The research was carried out late last year to gauge whether South African’s perceptions towards property had changed after a series of rate hikes and slower price growth.
“It’s still way up on top of investor’s wish list with 58% of respondents saying they would invest in residential property if they were given R1-million to spend, ” says Johan Strydom, general manager of Propertygenie.co.za.
“It shows that despite the less favourable environment for house prices, investors are savvy enough to take a long-term view and expect residential property to outperform over time.”

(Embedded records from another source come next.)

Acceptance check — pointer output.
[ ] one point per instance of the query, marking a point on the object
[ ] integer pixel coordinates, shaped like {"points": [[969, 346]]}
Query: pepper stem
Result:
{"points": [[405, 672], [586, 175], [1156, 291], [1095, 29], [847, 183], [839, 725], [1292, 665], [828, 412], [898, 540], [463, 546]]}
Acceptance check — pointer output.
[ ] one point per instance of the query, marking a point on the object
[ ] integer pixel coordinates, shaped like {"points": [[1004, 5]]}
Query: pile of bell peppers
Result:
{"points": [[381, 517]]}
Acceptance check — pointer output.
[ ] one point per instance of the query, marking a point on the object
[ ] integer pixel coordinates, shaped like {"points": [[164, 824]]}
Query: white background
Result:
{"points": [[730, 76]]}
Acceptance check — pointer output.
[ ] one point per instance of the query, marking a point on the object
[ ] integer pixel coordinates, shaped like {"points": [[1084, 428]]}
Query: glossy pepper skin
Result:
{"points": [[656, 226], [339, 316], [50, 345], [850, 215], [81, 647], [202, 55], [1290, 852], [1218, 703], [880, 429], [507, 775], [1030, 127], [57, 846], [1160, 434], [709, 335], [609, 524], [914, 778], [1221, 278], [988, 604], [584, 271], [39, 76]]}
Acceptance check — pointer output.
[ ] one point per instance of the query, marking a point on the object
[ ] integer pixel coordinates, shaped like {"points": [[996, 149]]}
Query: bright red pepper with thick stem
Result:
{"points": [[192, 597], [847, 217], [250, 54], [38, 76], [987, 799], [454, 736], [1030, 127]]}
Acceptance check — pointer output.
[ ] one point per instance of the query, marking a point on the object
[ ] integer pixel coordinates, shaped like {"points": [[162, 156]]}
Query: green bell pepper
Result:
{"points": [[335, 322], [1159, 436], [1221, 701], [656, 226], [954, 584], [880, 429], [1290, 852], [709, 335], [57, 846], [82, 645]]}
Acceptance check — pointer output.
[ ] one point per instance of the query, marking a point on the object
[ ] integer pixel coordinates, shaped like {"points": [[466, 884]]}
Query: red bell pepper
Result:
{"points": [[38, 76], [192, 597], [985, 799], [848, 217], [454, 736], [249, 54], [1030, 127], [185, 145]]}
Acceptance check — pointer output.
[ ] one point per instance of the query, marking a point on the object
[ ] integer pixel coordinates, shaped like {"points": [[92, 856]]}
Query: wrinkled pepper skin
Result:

Commercial property was voted the second-most-desirable investment with just more than 20% of the vote, followed by the money market (8,4%) and gold shares with 7,8% of the votes.
Unit trusts received only just more than 4% of the votes, while only 1% of respondents said they would put their money into art.
When asked what sort of property they would buy with R25-million, a wine estate in Paarl was the top choice for 35% of respondents, edging out a beachfront house in Clifton, which garnered 33% of the votes.
“It was neck and neck in the voting for this one with no clear winner until right at the end of the poll,” notes Strydom. “Wine farms and Clifton have always been the most consistent dream homes for many people and are always on the top of the ‘must have’ for the mega-wealthy set.”
Surprisingly, third on the list was the “half the farms in the Karoo” category with 20% of the vote, ahead of a “beach house in Plett”, which got 8,3% of the votes. A mansion in Sandton was fifth on the dream-property wish list with 3,6% of respondents ticking this box.
“The survey was consistent with global trends that show that ‘lifestyle properties’ with space and healthy environments are at a growing premium the world over as cities become congested, polluted and increasingly pricey.”